= Kathleen Farrell =

British novelist

Kathleen Farrell (4 August 1912 – 25 November 1999) was a British novelist of the post–World War II period who was known for her unsparing and sometimes bitingly funny studies of character.

==Biography==
Kathleen Farrell was born in London on 4 August 1912. The daughter of a wealthy builder, she was financially independent throughout her life. During World War II, she served as an assistant to Hastings Lees-Smith, the secretary general of the Labour Party. Following the war, she founded a literary agency called Gilbert Wright.

Farrell's first book, Johnny's Not Home from the Fair (1942), was in part a ghost story and its dedication—"For my mother, without her permission"—hinted at autobiographical elements. Following this, she wrote five novels of life in the 1950s: Mistletoe Malice (1951), Take It to Heart (1953), The Cost of Living (1956), The Common Touch (1958), and Limitations of Love (1962). In Limitations of Love the characters Mr Flask & Mrs Walk appear, which is a play on Flask Walk in Hampstead where Farrell lived with Kay Dick. Farrell, who was typically compared to Barbara Pym in contemporary reviews, was known for her sharp depictions of character, frequently verging on the cynical. C. P. Snow praised Mistletoe Malice as a "savagely witty and abnormally penetrating" study of a dysfunctional family collected together at Christmas. The Cost of Living is a darkly humorous portrait of two impoverished women—a freelance typist and an artist—and their attempts to meet people and develop romantic relationships. A passage from this book gives a sense of Farrell's characteristically acerbic tone:
"By that time I had nearly finished the novel. It seemed to get longer and longer towards the end; and sadder, too, and much sillier. There was only one woman in it, and she spent most of her life retching and clinging to park railings; and when she wasn’t doing that she was leaning her forehead against the wall in some dark alleyway. Leaning her forehead against the wall was to stop her being completely overcome by nausea. I can’t remember that it ever did. I wondered how such young men managed to make women feel so sick, so often. And I thought, poor young men, how they suffer."

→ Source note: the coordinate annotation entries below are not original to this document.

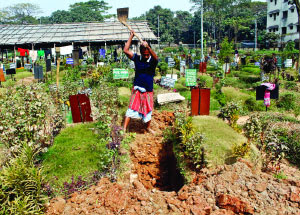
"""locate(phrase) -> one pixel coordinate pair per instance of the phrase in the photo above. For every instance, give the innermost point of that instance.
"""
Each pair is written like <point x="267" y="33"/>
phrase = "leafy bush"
<point x="180" y="88"/>
<point x="241" y="150"/>
<point x="252" y="70"/>
<point x="163" y="67"/>
<point x="231" y="112"/>
<point x="28" y="115"/>
<point x="252" y="105"/>
<point x="277" y="136"/>
<point x="21" y="185"/>
<point x="249" y="79"/>
<point x="205" y="81"/>
<point x="188" y="145"/>
<point x="287" y="101"/>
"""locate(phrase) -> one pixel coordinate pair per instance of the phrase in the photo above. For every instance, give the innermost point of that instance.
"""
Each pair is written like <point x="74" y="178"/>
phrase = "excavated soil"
<point x="156" y="187"/>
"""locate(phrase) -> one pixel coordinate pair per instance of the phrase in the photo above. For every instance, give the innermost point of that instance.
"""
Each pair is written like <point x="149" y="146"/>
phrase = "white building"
<point x="283" y="19"/>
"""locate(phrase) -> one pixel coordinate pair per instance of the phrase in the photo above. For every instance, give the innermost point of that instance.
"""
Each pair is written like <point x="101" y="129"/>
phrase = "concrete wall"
<point x="290" y="22"/>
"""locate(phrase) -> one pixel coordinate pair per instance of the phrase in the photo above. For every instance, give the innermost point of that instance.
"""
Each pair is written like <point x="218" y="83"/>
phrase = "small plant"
<point x="253" y="127"/>
<point x="21" y="185"/>
<point x="287" y="101"/>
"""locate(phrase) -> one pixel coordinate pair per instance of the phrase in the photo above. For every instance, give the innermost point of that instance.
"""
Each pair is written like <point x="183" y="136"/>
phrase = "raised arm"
<point x="152" y="53"/>
<point x="127" y="46"/>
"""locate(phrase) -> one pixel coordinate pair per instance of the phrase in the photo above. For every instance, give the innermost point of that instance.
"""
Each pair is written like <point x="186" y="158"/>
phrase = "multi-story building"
<point x="283" y="19"/>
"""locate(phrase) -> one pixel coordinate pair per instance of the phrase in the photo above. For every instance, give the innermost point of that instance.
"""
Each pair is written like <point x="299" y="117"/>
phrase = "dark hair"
<point x="142" y="48"/>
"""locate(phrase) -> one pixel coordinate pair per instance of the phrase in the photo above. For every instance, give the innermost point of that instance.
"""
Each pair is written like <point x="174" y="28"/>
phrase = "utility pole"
<point x="202" y="56"/>
<point x="194" y="40"/>
<point x="255" y="35"/>
<point x="158" y="30"/>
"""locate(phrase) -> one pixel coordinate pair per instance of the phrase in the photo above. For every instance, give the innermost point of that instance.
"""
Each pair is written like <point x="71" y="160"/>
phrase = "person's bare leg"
<point x="148" y="127"/>
<point x="126" y="122"/>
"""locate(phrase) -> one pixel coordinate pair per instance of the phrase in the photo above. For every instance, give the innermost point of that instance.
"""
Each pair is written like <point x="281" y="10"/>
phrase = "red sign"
<point x="81" y="108"/>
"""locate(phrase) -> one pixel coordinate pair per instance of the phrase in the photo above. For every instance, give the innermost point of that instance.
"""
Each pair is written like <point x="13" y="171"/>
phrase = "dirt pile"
<point x="154" y="161"/>
<point x="226" y="190"/>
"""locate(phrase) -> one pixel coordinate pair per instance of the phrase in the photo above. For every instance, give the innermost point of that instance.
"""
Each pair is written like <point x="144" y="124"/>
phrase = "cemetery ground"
<point x="198" y="165"/>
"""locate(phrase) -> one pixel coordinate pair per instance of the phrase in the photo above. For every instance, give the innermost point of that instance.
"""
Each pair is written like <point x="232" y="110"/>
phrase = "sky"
<point x="136" y="7"/>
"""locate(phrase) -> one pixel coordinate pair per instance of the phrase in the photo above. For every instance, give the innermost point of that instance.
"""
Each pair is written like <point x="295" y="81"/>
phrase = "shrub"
<point x="241" y="150"/>
<point x="21" y="185"/>
<point x="290" y="85"/>
<point x="252" y="105"/>
<point x="249" y="79"/>
<point x="205" y="81"/>
<point x="28" y="115"/>
<point x="287" y="101"/>
<point x="180" y="88"/>
<point x="188" y="145"/>
<point x="231" y="112"/>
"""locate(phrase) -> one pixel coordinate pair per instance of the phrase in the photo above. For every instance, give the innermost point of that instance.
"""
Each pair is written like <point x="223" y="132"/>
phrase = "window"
<point x="283" y="30"/>
<point x="284" y="14"/>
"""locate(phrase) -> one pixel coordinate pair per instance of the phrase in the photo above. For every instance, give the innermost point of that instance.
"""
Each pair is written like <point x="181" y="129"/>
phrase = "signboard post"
<point x="191" y="77"/>
<point x="70" y="61"/>
<point x="120" y="73"/>
<point x="167" y="81"/>
<point x="288" y="63"/>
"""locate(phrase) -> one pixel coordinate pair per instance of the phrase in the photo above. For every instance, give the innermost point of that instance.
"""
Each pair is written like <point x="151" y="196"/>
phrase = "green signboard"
<point x="120" y="73"/>
<point x="191" y="77"/>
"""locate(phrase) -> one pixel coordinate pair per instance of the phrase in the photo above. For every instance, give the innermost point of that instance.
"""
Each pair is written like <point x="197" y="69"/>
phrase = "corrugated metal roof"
<point x="72" y="32"/>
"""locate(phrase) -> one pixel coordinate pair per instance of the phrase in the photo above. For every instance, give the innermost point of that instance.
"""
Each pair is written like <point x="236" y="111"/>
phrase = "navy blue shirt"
<point x="144" y="72"/>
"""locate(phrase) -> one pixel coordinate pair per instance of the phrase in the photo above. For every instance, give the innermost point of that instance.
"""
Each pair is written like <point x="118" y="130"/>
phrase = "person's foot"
<point x="149" y="130"/>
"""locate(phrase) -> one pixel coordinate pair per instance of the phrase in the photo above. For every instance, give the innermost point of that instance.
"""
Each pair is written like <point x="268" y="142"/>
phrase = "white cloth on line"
<point x="33" y="55"/>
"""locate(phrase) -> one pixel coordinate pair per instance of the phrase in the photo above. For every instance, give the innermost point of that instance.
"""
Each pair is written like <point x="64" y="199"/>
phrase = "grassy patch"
<point x="1" y="153"/>
<point x="75" y="152"/>
<point x="233" y="94"/>
<point x="220" y="138"/>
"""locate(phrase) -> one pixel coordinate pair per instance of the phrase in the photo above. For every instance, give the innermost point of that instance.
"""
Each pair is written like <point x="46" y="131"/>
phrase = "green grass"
<point x="220" y="138"/>
<point x="234" y="94"/>
<point x="1" y="153"/>
<point x="75" y="152"/>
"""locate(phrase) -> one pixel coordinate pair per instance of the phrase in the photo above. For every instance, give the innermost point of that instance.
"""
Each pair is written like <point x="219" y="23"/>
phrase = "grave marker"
<point x="120" y="73"/>
<point x="191" y="77"/>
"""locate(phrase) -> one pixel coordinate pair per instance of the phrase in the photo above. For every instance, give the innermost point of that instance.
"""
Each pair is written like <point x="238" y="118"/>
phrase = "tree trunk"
<point x="298" y="12"/>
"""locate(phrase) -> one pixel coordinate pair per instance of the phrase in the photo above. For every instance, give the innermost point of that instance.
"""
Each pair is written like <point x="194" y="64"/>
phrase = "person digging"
<point x="141" y="101"/>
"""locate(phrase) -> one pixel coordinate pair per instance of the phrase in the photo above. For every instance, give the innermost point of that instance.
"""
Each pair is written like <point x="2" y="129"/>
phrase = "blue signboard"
<point x="69" y="61"/>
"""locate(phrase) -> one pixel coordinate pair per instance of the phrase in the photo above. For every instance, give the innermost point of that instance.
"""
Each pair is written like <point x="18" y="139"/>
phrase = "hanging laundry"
<point x="48" y="54"/>
<point x="23" y="52"/>
<point x="41" y="53"/>
<point x="102" y="53"/>
<point x="80" y="53"/>
<point x="33" y="55"/>
<point x="53" y="52"/>
<point x="84" y="49"/>
<point x="65" y="50"/>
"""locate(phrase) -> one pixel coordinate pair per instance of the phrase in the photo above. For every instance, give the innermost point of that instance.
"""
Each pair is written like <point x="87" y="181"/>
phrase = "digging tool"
<point x="123" y="16"/>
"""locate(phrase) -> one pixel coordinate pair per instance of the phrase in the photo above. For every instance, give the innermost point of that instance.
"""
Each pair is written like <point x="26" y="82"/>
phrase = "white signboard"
<point x="174" y="76"/>
<point x="288" y="63"/>
<point x="226" y="67"/>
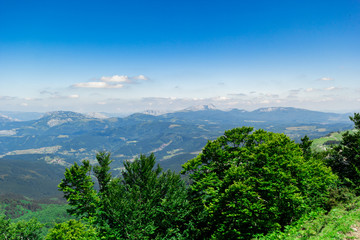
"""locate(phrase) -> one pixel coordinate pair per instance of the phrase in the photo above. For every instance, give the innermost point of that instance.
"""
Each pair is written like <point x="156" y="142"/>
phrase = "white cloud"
<point x="74" y="96"/>
<point x="141" y="77"/>
<point x="116" y="81"/>
<point x="116" y="78"/>
<point x="326" y="79"/>
<point x="97" y="85"/>
<point x="310" y="90"/>
<point x="331" y="88"/>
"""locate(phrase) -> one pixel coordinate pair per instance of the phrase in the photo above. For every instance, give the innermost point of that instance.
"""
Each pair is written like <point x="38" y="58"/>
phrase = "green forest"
<point x="246" y="184"/>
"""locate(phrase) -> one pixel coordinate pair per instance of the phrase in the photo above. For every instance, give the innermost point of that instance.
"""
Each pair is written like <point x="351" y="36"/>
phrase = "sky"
<point x="131" y="56"/>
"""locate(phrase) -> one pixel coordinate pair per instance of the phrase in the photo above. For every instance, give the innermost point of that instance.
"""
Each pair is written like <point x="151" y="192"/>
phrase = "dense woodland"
<point x="246" y="184"/>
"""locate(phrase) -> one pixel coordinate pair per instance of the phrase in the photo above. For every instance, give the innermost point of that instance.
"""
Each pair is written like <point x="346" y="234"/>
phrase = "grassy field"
<point x="342" y="222"/>
<point x="324" y="143"/>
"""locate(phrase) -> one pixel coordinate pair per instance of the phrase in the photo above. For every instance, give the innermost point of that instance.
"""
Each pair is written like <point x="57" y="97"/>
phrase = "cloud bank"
<point x="115" y="81"/>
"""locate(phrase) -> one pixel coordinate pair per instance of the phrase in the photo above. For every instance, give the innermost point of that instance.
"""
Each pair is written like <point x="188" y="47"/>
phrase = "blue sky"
<point x="129" y="56"/>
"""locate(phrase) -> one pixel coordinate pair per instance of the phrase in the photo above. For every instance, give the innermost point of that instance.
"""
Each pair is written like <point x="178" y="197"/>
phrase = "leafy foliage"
<point x="72" y="230"/>
<point x="19" y="230"/>
<point x="345" y="157"/>
<point x="146" y="203"/>
<point x="254" y="182"/>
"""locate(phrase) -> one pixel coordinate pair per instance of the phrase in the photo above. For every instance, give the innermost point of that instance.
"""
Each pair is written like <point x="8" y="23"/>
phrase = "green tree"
<point x="249" y="182"/>
<point x="29" y="230"/>
<point x="145" y="203"/>
<point x="345" y="158"/>
<point x="78" y="189"/>
<point x="305" y="145"/>
<point x="72" y="230"/>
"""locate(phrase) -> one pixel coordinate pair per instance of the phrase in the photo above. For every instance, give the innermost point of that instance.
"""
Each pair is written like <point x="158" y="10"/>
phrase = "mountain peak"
<point x="201" y="108"/>
<point x="59" y="117"/>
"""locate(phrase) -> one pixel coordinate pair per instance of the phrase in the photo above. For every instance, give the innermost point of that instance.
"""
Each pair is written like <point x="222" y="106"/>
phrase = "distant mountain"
<point x="4" y="119"/>
<point x="62" y="137"/>
<point x="22" y="116"/>
<point x="200" y="108"/>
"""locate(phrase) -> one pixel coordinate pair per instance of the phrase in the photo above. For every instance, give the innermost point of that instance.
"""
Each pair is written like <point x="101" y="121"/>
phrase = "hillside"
<point x="37" y="151"/>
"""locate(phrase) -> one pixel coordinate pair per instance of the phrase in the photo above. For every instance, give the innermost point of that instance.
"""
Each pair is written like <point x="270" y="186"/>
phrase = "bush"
<point x="254" y="182"/>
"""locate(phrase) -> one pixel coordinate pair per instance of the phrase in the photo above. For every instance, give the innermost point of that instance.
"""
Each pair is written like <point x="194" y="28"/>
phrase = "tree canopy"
<point x="145" y="203"/>
<point x="250" y="182"/>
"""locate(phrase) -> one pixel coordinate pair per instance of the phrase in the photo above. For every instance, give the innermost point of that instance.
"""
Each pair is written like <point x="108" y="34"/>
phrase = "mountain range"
<point x="56" y="140"/>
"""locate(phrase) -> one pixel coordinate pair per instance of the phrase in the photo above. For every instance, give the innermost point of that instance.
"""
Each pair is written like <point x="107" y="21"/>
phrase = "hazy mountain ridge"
<point x="63" y="137"/>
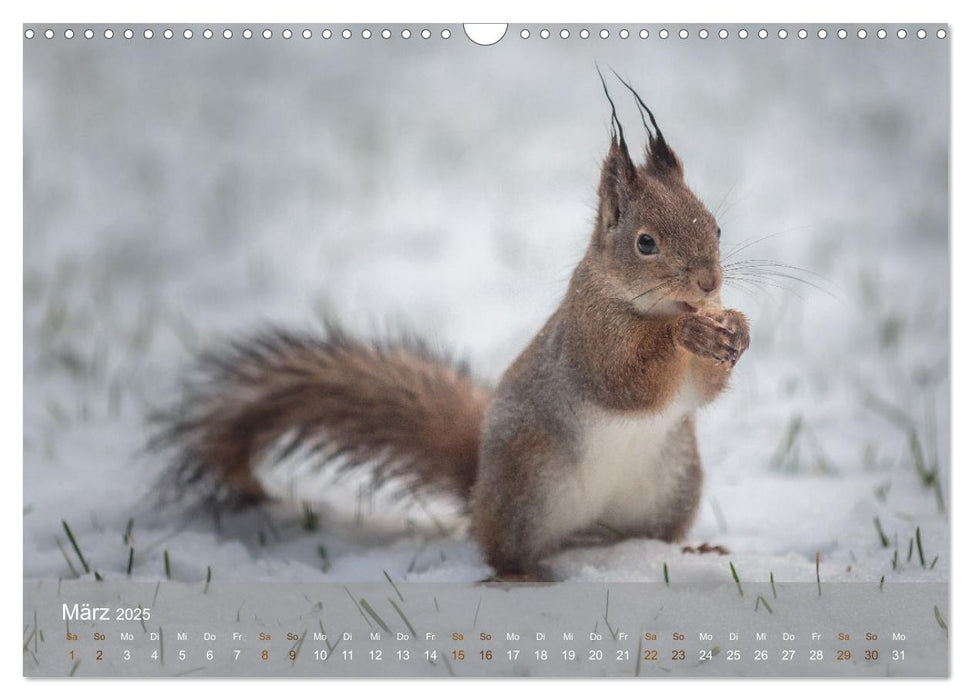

She was well connected in British literary circles, counting among her friends Ivy Compton-Burnett, Olivia Manning, Pamela Hansford Johnson, and Quentin Crisp, and she was known for encouraging up-and-coming writers. At the same time, it is said that she belonged to an informal group that has been called, quasi-jokingly, "The Lady Novelists' Anti-Elizabeth League," whose members were apparently united in their dislike of the work of novelist Elizabeth Taylor. Other members of the league are said to have included Johnson, Manning, Kate O'Brien, and Kay Dick, who was Farrell's life partner for some twenty years.

==Death and legacy==
Farrell's novels, though critically well received, did not sell particularly well. She died in Hove, East Sussex, on 25 November 1999.

Farrell's papers are held by the University of Texas, Austin, and include drafts and notes for several unpublished novels and stories.